Pressure on Merkel rises as backing for anti-migrant coalition partner declines

- DAMIEN McELROY

German Chancellor Angela Merkel was facing a new blow to her fragile governing coalition on Thursday, after a poll showed a slump in support for a right-wing ally who has pushed a hardline immigratio­n policy in Germany.

The survey, released before an autumn state election in Bavaria, showed support for the Christian Social Union had dropped to a historic low of 38 per cent in its regional stronghold.

The far-right Alternativ­e for Deutschlan­d has squeezed the CSU’s support and is set to enter parliament for the first time.

Spooked by its poor performanc­e so close to the vote, CSU leader Horst Seehofer, who is Mrs Merkel’s interior minister, pushed the coalition government to the brink of collapse this month by demanding restrictio­ns on the number of migrants entering Germany.

Mrs Merkel, who took the decision to open Germany’s borders in 2015 as a tide of refugees rushed to find sanctuary in Europe and ISIS rampaged across Syria and Iraq, reversed course earlier this month to order that migrants be pushed back from the country.

Migrants who have already applied for asylum in other European Union countries will be held in transit centres on the border while Germany negotiates deals for their return.

The German cabinet approved measures declaring Morocco, Algeria, Tunisia and Georgia as safe countries of origin. A bill will cut the chances of those countries’ citizens being granted asylum to almost zero, allowing authoritie­s to speed up the processing of asylum applicants from those states and their deportatio­n if they are rejected.

The bill now goes to the German parliament to be passed into law.

The CSU also resumed policing the German border along the Bavarian state boundary with Austria on Wednesday.

Meanwhile, the head of Germany’s Roman Catholics, Cardinal Reinhard Marx, condemned Mr Seehofer and his colleagues on Thursday.
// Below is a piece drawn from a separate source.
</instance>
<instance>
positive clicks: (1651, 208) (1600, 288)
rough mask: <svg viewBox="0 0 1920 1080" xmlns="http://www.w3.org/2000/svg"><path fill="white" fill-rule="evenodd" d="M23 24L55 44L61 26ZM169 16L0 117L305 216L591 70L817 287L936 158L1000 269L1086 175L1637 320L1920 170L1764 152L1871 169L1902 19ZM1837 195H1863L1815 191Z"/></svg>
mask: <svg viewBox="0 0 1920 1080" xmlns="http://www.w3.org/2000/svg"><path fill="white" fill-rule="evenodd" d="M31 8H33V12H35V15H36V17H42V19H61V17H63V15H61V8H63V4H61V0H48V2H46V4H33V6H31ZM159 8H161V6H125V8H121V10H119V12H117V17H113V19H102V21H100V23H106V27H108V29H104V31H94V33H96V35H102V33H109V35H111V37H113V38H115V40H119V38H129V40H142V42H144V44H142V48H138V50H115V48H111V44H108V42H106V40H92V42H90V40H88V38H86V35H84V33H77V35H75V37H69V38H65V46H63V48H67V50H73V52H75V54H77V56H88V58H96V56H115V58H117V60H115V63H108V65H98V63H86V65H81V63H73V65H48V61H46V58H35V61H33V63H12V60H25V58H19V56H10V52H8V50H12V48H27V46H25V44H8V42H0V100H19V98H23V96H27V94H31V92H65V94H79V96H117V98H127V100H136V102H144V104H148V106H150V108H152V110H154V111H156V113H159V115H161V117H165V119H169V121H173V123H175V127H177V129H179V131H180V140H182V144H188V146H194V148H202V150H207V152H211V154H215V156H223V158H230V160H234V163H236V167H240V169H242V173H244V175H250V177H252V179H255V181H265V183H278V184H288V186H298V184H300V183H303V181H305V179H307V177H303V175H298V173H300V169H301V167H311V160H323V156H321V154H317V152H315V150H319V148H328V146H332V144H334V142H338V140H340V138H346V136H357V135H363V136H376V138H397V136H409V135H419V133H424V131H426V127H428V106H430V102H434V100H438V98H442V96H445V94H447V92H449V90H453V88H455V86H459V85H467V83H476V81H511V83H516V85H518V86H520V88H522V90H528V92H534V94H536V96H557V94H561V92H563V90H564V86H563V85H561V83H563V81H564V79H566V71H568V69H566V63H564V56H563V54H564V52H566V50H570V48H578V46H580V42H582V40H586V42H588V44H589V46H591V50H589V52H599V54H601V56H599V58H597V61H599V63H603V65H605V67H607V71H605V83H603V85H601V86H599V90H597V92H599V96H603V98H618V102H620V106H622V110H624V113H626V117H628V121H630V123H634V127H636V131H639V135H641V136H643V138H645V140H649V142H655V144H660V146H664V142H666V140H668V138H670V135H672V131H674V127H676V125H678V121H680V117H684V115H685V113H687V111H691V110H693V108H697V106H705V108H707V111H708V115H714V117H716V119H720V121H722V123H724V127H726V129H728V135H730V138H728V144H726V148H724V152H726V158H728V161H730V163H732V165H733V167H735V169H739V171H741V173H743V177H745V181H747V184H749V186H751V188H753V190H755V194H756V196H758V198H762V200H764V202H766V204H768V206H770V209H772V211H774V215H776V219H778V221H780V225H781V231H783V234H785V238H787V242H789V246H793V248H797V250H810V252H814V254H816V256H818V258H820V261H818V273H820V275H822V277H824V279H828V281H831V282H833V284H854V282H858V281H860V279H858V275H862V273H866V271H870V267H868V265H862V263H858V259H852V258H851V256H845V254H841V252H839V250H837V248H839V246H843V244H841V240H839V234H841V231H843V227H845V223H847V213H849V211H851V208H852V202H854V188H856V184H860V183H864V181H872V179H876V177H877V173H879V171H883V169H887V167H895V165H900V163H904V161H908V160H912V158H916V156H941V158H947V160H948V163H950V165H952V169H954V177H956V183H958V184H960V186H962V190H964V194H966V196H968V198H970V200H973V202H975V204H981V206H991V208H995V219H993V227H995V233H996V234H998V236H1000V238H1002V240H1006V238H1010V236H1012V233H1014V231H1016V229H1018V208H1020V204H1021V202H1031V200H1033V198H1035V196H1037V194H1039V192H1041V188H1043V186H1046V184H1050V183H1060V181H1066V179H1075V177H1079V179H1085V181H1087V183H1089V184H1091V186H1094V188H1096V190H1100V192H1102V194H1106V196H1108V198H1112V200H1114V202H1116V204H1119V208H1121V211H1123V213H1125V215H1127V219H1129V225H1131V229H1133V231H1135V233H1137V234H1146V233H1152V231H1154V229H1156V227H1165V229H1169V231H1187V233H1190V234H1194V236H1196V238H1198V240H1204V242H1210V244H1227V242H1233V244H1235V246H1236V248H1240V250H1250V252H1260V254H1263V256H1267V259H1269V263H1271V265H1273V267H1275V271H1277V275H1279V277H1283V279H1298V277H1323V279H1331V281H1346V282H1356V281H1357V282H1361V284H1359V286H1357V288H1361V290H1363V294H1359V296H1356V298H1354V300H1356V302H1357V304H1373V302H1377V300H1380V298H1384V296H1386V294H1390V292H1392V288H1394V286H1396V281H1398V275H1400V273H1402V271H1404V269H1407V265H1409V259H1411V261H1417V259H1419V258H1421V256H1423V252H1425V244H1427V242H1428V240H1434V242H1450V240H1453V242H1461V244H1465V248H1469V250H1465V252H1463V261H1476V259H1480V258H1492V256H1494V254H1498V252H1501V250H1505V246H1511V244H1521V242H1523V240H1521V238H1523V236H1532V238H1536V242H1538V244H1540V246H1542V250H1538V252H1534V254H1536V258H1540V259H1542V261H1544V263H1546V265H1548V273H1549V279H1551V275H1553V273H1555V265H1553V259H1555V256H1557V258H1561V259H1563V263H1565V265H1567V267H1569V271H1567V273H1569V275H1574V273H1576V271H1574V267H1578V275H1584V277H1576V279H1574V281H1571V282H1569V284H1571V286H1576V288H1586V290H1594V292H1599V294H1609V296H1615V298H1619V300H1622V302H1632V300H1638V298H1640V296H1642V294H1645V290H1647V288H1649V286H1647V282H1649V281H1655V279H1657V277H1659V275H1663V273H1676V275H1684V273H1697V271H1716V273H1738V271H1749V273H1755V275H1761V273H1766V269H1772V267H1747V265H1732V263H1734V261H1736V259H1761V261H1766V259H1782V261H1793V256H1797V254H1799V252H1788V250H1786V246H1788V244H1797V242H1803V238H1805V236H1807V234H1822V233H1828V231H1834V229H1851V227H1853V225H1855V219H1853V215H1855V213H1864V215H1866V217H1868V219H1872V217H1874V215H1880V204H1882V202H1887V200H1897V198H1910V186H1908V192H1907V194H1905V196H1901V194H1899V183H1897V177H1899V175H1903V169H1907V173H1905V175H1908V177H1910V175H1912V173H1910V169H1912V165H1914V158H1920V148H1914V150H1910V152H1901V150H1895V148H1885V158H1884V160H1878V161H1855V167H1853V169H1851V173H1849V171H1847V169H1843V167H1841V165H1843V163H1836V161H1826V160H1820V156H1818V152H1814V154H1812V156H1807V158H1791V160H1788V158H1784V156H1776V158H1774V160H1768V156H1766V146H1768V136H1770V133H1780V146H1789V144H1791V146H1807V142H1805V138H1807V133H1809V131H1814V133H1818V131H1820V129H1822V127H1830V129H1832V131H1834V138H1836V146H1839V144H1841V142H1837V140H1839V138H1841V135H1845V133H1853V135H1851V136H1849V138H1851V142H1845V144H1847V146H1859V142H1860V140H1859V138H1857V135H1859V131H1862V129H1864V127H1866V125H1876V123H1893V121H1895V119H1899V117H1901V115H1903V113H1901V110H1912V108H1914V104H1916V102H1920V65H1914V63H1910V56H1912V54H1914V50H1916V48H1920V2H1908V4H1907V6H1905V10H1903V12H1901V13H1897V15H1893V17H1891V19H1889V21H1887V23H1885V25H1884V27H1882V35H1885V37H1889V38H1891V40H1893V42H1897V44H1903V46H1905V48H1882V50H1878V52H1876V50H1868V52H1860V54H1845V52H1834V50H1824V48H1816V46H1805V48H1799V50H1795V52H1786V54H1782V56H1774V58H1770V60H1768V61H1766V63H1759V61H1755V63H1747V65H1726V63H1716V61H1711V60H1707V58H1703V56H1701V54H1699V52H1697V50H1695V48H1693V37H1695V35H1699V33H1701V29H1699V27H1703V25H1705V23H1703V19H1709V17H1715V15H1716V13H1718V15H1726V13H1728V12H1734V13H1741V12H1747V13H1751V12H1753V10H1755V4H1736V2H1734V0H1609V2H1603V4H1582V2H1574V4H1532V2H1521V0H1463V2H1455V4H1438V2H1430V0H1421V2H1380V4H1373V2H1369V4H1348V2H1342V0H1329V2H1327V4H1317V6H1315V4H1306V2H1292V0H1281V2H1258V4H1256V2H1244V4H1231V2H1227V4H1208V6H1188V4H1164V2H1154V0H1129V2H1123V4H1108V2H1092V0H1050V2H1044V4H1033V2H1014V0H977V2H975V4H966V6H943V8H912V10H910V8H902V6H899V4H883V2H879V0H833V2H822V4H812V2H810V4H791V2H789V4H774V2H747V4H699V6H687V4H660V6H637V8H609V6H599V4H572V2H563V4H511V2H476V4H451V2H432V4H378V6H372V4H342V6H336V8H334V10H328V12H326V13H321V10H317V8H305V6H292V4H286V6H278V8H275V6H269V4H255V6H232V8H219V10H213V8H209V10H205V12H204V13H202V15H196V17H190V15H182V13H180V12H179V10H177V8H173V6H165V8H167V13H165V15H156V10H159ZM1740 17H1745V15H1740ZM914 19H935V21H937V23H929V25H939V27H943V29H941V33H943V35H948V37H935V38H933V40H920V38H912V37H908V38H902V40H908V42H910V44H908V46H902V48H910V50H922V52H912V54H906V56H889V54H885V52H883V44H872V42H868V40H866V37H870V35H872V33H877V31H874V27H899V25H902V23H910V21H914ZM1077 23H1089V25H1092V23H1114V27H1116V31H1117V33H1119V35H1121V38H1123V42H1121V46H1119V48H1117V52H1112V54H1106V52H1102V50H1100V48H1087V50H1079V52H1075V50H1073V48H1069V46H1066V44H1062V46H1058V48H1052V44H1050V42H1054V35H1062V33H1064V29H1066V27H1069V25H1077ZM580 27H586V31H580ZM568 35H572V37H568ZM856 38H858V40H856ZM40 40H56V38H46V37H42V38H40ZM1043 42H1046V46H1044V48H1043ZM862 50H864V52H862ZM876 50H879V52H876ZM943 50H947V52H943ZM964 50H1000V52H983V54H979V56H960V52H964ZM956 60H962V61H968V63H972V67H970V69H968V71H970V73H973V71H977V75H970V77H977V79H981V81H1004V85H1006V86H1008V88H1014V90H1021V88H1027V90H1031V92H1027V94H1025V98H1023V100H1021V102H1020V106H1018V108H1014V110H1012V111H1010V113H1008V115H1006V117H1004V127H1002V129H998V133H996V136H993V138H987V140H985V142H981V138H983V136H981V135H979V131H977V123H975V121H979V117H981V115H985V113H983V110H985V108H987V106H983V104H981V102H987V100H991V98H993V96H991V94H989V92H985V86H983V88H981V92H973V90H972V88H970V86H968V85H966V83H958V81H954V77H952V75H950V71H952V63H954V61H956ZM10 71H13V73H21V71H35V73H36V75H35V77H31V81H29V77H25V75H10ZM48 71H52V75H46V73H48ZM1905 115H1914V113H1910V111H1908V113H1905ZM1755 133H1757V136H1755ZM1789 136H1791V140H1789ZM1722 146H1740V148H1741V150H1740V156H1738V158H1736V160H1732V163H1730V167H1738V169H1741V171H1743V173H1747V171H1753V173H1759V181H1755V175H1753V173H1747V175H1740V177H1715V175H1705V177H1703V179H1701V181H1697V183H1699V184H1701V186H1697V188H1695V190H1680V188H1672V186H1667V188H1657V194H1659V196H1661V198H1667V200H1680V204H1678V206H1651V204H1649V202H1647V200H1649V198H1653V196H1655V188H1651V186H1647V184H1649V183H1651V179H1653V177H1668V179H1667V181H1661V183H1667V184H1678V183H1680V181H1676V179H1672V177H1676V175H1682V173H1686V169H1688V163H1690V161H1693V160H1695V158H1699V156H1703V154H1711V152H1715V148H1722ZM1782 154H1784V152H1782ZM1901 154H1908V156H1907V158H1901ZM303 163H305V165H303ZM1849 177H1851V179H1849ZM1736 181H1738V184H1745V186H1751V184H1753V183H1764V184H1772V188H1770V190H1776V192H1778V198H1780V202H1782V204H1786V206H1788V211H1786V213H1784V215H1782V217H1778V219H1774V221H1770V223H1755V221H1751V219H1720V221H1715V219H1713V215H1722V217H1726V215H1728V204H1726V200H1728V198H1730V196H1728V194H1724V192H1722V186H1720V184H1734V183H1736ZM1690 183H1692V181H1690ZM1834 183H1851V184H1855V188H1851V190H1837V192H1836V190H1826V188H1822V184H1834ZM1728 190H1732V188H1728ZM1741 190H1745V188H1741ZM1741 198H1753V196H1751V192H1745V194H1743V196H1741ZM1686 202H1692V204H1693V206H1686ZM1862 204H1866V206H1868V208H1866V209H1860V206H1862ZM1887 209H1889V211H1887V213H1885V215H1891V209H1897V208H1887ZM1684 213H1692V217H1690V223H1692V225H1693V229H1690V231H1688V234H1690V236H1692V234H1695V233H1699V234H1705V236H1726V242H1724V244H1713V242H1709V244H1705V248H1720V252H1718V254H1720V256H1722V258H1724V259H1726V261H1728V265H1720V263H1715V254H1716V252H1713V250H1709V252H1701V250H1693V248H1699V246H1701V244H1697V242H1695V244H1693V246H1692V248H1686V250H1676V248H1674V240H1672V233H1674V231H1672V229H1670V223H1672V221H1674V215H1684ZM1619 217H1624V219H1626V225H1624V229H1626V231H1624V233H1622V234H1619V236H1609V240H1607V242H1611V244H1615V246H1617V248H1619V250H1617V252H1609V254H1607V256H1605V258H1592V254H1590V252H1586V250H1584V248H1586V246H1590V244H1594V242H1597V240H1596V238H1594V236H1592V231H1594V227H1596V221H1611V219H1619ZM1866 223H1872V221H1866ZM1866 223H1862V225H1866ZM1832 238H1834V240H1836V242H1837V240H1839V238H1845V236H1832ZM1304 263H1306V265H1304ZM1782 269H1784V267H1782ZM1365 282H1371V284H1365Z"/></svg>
He said it was the wrong approach to drift to the right simply because that was the spirit of the times.

“A party that has chosen the C in the name has an obligation, in the spirit of Christian social teaching, especially in its attitude towards the poor and the weak,” Cardinal Marx said.

The interior minister dismissed the criticism, saying confidence in the party would be restored when voters started to see the restrictio­ns in action.

“I’ll be proven right ... at the end. I said in 2015 that it was a mistake to open the border so wide,” he said. “Today, everyone says that migration is a question of Europe’s fate.

“We have scaled down immigratio­n step by step.”